Kesan Wisudawan S2 di Unismuh Luwuk Banjir Pujian: ‘Unismuh Tempat Paling Berkesan’

Luwukpost.id -

Malam Pengukuhan Ramah Tamah Fakultas Ekonomi dan Bisnis (FEB) Unismuh Luwuk berlangsung khidmat di Hotel Esterella Luwuk, Kamis malam (20/11).

Pada kesempatan tersebut, mahasiswa Magister Manajemen FEB Unismuh Luwuk, Nur Aini Ali, tampil mewakili mahasiswa Magister tahun akademik 2024/2025 untuk menyampaikan kesan dan pesan.

Mengawali penyampaiannya, Nur Aini menyapa seluruh civitas akademika Universitas Muhammadiyah Banggai dan menyampaikan ucapan selamat kepada para calon wisudawan S2 yang baru menerima gelar Magister. Ia menyebut momentum yudisium ini sebagai momen istimewa bagi seluruh mahasiswa yang telah menuntaskan studi.

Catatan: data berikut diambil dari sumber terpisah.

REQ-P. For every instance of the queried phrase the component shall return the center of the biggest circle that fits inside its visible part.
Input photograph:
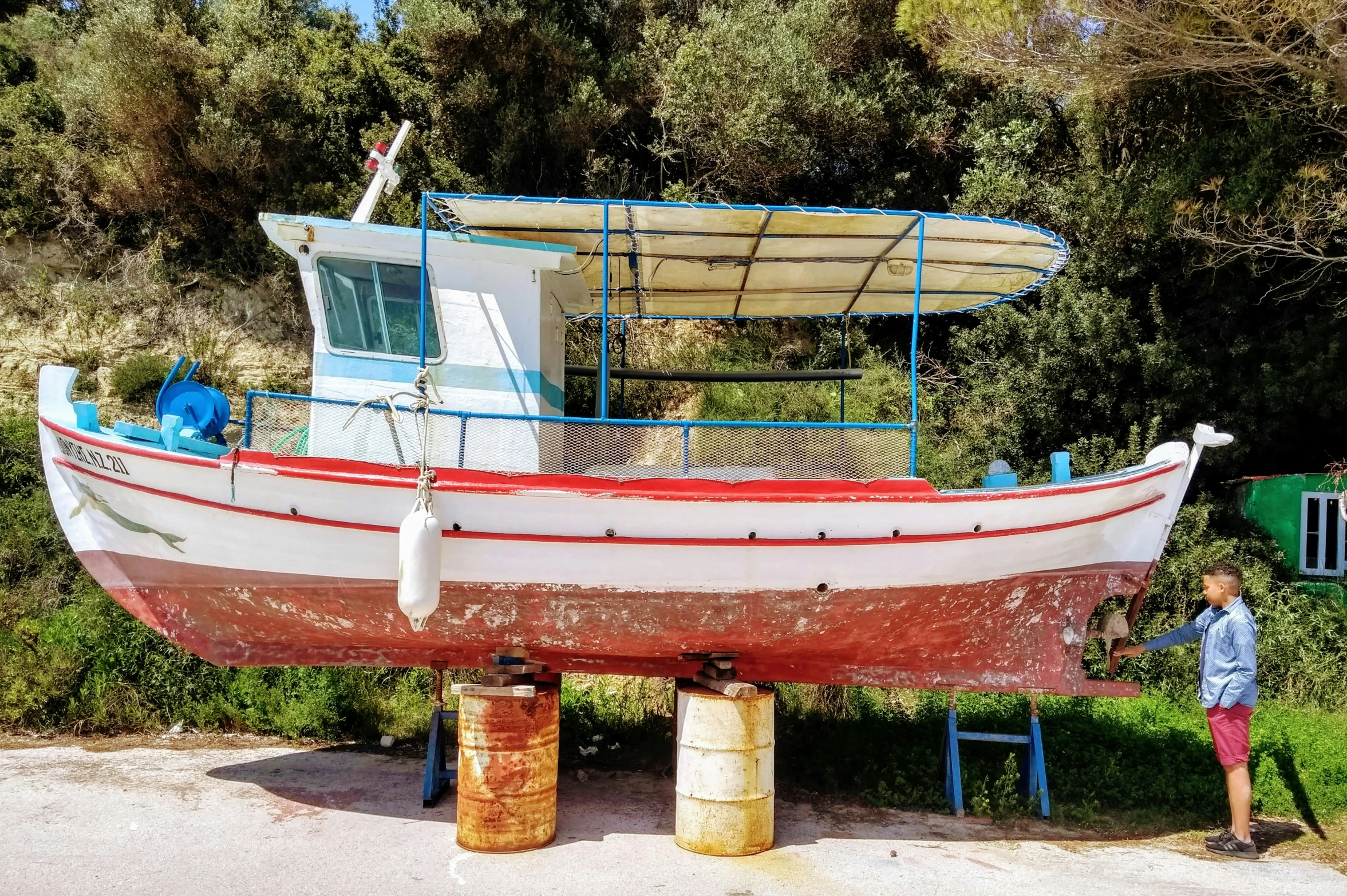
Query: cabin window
(373, 306)
(1322, 534)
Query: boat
(811, 551)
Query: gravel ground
(208, 815)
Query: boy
(1226, 673)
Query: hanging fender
(418, 565)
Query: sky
(363, 10)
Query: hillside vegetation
(1192, 155)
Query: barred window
(1322, 534)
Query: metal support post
(1037, 767)
(440, 774)
(846, 363)
(1035, 774)
(953, 774)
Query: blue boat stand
(440, 774)
(1033, 782)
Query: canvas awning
(732, 260)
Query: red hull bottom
(1017, 634)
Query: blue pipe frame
(604, 379)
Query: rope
(419, 407)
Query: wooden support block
(515, 669)
(729, 689)
(483, 690)
(507, 681)
(718, 673)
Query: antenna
(386, 176)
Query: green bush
(138, 379)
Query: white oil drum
(725, 772)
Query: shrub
(139, 378)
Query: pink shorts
(1230, 732)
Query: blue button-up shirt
(1227, 666)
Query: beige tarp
(775, 262)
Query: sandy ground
(258, 817)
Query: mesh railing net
(299, 428)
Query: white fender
(418, 565)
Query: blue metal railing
(536, 418)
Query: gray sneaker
(1234, 848)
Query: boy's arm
(1182, 635)
(1243, 641)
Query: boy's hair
(1226, 570)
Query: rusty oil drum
(507, 771)
(725, 783)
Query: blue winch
(201, 407)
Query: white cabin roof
(336, 235)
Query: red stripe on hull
(669, 490)
(619, 539)
(1024, 632)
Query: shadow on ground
(612, 802)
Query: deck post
(425, 277)
(846, 363)
(917, 315)
(602, 351)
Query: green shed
(1304, 514)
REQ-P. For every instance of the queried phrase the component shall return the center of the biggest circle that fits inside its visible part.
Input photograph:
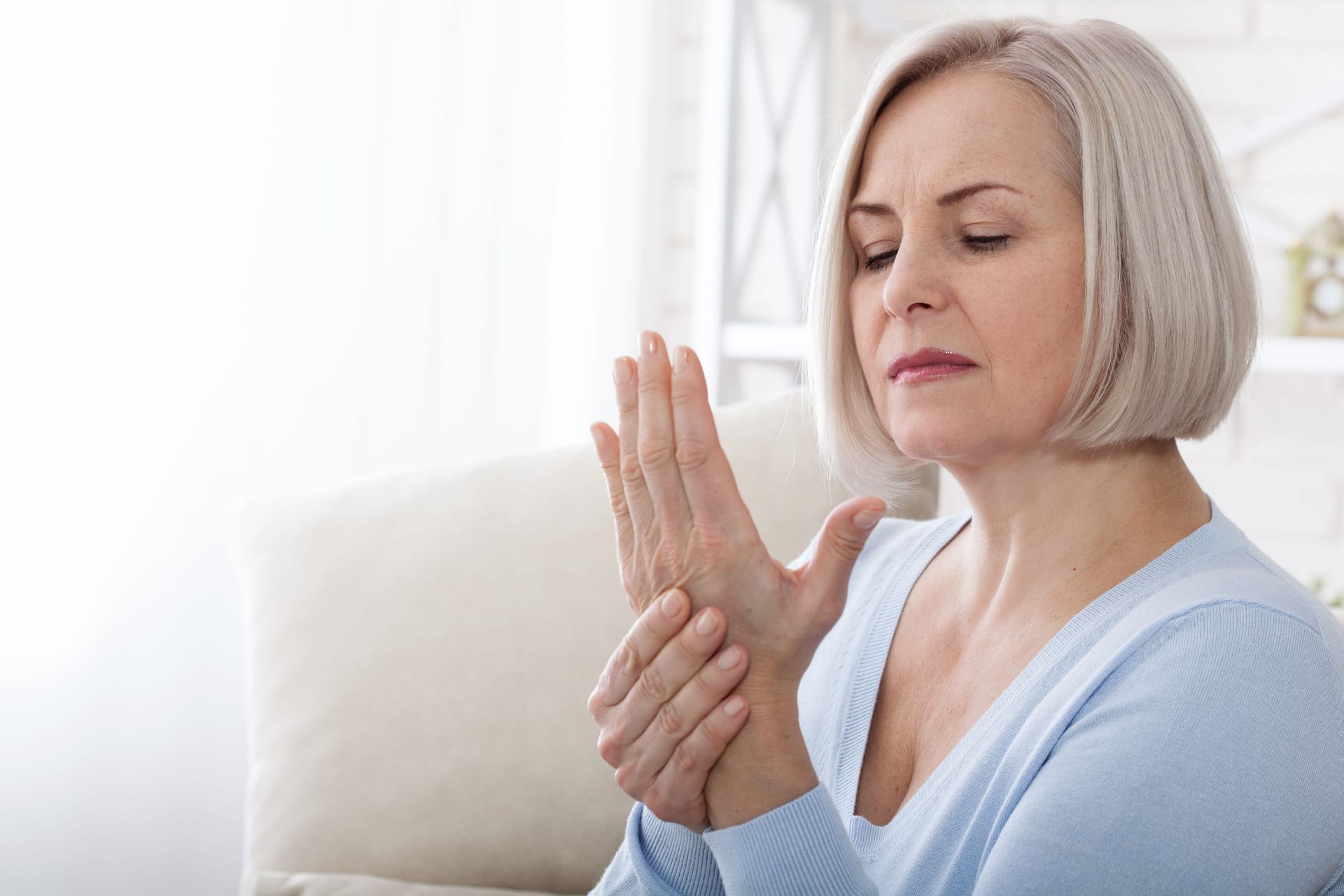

“Semoga ilmu yang kita peroleh dapat bermanfaat bagi agama, bangsa, khususnya bagi bumi Babasal yang kita cintai,” ujarnya.

Ia juga menyampaikan harapannya agar atmosfer akademik FEB Unismuh Luwuk terus meningkat dan memberikan ruang yang lebih baik bagi pengembangan diri para mahasiswa.

Nur Aini menekankan pentingnya penguatan kolaborasi antara dosen dan mahasiswa. Menurutnya, kurikulum perlu terus responsif terhadap perkembangan zaman, dan fasilitas pembelajaran mesti berkembang mengikuti kebutuhan riset dan proses studi mahasiswa.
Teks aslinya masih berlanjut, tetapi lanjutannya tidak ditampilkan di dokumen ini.